Éminent historien de la vie intellectuelle au Québec, Yvan Lamonde délaisse ici la fresque documentaire pour s’adonner à l’essai. Son intention est maintenant de livrer une interprétation personnelle de la « désarticulation politique et intellectuelle du Québécois », dans le but de comprendre comment s’est produite cette désarticulation et de proposer une piste pour sortir de l’ornière.
Le « coin dans la mémoire » évoqué par Lamonde est celui de la division, instillée au cœur de la conscience québécoise par le colonisateur britannique, par la religion catholique et, enfin, par le Québécois lui-même, hésitant entre diverses allégeances et identités. La première semence de division origine de la stratégie de domination subtilement inscrite dans les structures politiques, depuis la Conquête jusqu’au régime fédéral actuel. La religion catholique a contribué pour sa part à enfoncer le coin de la division en laissant croire aux Québécois que la tolérance à l’endroit de leur langue et de leur religion leur assurait la maîtrise de leur destin. Enfin, l’expérience politique québécoise est celle de la division, exprimée par une sempiternelle opposition entre un « nationalisme culturel de conservation » et un « nationalisme politique à visée émancipatoire ». Cette opposition aurait atteint des sommets lors des référendums de 1980 et de 1995.
Le style de l’historien, habitué d’appeler à témoigner le chœur des voix contributives au devenir québécois, en particulier celles des morts, est encore reconnaissable dans l’essai. Lamonde se réclame entre autres de Gaston Miron pour lancer un appel à « rapailler » l’être québécois. Pour contrer le modèle de la division, pour surmonter les blocages et avancer désormais avec plus de confiance, il faudrait selon Lamonde se libérer du passé sans le trahir. Contre le multiculturalisme, il ne faudrait pas hésiter à affirmer la primauté du politique sur le culturel.

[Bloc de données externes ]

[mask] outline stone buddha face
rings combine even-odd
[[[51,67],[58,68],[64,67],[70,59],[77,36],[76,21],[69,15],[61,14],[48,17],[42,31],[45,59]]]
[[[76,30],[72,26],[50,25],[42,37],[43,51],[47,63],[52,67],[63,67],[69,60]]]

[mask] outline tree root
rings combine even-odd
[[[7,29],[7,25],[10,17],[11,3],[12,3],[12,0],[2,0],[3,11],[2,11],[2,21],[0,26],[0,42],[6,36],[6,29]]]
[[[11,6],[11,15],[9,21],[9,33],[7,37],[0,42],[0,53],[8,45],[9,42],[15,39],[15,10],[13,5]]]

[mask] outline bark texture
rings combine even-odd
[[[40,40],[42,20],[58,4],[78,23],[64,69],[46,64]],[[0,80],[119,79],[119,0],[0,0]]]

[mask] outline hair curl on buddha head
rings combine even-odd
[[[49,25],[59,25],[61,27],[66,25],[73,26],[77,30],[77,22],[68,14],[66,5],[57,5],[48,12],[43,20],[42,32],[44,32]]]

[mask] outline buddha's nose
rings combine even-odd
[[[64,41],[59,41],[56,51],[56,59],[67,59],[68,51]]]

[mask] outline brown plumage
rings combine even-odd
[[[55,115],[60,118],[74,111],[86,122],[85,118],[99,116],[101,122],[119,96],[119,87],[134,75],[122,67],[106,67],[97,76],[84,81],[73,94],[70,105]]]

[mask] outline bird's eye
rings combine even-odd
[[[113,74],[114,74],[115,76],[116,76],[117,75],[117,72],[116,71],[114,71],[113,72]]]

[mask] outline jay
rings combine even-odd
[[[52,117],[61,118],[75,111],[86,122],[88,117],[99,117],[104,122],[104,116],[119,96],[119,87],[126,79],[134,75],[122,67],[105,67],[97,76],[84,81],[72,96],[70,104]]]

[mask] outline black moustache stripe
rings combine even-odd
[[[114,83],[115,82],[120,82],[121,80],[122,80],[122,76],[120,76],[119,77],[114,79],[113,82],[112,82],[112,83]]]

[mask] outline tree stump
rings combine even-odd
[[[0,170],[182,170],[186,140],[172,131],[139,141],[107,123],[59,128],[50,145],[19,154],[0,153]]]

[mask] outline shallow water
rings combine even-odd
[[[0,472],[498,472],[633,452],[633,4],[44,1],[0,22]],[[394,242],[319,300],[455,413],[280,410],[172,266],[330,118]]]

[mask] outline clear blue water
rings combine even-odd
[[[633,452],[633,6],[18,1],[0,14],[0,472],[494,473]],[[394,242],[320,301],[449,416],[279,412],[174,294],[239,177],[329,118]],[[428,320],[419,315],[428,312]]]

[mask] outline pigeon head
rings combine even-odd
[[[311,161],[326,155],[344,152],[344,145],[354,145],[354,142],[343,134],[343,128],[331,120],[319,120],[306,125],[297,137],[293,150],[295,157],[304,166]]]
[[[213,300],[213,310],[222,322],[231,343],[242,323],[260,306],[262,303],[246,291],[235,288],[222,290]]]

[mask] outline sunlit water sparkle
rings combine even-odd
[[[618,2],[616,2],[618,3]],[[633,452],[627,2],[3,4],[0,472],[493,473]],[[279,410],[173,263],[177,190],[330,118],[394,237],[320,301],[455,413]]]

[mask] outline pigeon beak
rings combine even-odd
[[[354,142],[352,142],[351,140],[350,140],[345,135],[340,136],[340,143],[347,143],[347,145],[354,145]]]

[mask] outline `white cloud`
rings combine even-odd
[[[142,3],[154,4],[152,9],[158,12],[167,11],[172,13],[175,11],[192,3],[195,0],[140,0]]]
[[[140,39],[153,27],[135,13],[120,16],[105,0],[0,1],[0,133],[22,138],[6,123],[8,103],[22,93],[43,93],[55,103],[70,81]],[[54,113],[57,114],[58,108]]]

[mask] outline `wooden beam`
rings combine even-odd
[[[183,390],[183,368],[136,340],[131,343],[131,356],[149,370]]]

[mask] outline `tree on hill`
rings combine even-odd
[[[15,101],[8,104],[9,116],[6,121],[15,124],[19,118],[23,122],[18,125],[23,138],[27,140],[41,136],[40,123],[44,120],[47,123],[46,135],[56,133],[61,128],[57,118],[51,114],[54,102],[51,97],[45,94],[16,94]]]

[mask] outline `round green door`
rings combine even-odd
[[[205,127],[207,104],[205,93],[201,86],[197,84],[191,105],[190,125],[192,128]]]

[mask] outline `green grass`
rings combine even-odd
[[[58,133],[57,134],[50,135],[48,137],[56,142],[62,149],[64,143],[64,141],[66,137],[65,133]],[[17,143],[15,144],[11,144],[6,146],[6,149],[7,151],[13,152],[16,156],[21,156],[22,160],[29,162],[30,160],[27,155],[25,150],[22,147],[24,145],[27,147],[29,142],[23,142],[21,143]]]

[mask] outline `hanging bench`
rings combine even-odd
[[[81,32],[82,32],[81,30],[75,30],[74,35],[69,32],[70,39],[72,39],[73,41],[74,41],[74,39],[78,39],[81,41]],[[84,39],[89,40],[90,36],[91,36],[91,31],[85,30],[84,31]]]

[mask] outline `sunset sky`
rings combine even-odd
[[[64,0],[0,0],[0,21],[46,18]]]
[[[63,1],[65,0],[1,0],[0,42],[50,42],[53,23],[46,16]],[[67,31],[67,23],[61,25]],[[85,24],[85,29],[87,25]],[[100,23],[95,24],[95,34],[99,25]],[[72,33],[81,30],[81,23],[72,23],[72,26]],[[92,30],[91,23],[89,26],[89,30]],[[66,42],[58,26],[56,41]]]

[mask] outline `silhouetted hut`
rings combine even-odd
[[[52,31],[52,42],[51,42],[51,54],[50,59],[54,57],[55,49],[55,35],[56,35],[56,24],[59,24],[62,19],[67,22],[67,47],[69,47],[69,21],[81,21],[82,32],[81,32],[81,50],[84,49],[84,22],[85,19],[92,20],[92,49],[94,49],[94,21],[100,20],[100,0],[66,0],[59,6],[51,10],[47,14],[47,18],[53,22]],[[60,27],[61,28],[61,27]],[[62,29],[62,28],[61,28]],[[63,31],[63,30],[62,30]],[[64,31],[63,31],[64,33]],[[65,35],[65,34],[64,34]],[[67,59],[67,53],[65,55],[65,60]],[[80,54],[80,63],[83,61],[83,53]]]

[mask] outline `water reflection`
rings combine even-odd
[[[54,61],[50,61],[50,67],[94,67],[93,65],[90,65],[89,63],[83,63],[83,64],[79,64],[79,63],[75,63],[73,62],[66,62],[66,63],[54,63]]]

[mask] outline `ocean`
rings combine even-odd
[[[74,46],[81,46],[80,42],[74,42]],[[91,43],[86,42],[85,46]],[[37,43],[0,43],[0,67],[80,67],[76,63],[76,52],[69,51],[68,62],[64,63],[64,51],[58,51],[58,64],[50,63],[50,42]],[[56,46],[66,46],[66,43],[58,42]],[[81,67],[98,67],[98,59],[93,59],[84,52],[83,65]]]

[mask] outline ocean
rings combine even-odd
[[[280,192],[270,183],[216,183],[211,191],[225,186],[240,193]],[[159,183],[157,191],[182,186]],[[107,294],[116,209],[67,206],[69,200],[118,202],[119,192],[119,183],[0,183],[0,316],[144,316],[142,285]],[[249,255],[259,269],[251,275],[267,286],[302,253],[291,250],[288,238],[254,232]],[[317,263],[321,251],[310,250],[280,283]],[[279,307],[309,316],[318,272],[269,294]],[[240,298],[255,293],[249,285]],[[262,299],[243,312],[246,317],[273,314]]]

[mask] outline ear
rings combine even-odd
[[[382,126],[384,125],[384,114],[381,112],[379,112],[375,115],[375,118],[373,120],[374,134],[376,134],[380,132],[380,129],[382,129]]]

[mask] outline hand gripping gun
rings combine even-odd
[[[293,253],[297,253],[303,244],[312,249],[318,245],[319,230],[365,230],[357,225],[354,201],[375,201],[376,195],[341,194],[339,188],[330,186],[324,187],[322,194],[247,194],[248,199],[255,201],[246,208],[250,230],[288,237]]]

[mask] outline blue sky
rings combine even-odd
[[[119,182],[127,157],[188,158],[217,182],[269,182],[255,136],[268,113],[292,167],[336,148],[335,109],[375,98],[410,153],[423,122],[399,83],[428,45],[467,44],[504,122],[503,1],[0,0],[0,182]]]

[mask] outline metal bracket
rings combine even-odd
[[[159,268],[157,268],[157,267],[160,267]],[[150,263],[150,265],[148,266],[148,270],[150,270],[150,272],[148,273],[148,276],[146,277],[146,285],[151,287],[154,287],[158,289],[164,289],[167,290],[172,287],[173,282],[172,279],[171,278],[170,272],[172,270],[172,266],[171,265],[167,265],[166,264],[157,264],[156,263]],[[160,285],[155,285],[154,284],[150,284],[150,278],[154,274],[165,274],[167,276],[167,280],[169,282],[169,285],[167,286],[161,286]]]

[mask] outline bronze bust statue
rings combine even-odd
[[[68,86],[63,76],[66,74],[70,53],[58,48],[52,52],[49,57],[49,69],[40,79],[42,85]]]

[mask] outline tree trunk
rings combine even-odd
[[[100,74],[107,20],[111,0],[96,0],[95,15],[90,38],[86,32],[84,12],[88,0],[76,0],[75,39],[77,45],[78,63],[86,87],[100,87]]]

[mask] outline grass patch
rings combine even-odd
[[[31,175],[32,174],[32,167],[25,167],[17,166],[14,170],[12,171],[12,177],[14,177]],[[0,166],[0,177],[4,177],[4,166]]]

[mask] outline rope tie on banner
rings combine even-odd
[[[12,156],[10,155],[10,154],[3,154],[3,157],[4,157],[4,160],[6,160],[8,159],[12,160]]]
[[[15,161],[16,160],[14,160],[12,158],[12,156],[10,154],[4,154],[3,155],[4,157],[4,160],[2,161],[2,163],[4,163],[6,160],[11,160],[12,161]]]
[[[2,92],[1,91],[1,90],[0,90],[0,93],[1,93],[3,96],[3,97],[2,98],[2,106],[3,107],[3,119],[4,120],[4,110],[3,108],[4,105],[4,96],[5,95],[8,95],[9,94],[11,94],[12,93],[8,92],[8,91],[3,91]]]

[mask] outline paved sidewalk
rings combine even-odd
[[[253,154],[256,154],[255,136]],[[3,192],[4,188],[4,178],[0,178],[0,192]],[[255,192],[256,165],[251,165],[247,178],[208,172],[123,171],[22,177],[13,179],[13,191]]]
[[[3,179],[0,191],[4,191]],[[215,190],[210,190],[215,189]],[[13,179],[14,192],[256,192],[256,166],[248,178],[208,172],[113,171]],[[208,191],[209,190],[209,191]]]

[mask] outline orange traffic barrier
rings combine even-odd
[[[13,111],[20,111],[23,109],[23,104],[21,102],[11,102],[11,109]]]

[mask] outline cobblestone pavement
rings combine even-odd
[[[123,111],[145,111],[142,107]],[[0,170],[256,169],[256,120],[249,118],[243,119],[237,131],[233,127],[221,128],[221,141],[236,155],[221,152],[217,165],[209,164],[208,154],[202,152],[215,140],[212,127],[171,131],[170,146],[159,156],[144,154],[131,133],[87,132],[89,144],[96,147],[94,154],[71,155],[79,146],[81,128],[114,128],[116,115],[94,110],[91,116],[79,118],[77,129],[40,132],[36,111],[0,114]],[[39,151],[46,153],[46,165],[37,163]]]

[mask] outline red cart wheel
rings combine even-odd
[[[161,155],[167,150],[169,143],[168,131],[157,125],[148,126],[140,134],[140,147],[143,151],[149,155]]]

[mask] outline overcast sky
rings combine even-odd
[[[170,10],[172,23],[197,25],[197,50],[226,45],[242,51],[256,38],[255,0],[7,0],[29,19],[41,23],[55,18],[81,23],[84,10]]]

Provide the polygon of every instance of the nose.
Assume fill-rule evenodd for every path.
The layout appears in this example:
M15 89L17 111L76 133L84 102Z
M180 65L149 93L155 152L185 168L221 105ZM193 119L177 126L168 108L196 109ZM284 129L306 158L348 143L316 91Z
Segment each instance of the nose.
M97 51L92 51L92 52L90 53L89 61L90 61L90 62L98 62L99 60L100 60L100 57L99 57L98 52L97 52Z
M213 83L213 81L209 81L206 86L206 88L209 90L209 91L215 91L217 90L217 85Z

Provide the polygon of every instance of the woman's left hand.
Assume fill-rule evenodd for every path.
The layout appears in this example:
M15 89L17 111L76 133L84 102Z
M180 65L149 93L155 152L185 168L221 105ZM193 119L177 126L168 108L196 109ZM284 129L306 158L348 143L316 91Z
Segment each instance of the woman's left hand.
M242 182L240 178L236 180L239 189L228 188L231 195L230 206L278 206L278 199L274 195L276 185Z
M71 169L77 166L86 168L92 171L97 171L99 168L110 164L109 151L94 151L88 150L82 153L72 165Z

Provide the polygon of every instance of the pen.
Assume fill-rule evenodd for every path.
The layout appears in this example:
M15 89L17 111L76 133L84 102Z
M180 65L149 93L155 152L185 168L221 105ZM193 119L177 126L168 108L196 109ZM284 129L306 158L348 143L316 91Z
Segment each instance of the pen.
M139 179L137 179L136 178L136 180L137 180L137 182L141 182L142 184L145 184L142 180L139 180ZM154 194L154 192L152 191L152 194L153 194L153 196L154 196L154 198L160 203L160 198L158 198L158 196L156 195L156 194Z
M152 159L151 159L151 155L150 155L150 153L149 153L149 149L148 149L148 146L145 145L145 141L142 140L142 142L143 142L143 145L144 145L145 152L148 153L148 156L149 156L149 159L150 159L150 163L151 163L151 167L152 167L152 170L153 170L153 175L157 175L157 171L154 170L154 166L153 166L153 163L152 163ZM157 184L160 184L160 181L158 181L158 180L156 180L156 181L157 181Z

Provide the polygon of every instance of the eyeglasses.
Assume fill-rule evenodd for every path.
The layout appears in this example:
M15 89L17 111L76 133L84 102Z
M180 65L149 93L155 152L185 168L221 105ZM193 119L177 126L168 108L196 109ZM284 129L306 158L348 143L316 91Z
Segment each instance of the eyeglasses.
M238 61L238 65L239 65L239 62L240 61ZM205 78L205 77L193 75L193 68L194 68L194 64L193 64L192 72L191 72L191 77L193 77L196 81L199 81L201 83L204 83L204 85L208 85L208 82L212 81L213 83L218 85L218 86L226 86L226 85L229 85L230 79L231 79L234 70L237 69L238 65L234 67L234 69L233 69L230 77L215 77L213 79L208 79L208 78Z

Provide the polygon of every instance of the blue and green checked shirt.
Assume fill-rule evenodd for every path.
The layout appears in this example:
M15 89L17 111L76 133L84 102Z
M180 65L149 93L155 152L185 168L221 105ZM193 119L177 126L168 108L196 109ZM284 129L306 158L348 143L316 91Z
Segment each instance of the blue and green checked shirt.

À tout prendre, l’analyse de Lamonde le porte à défendre le projet d’une nation fondée sur des principes civiques partagés. Parmi ces principes, sont cités comme exemples « la démocratie, l’État de droit, l’égalité des femmes et des hommes, la laïcité, le français comme langue commune ». Semble avoir été oubliée : la lutte conséquente contre les inégalités socioéconomiques.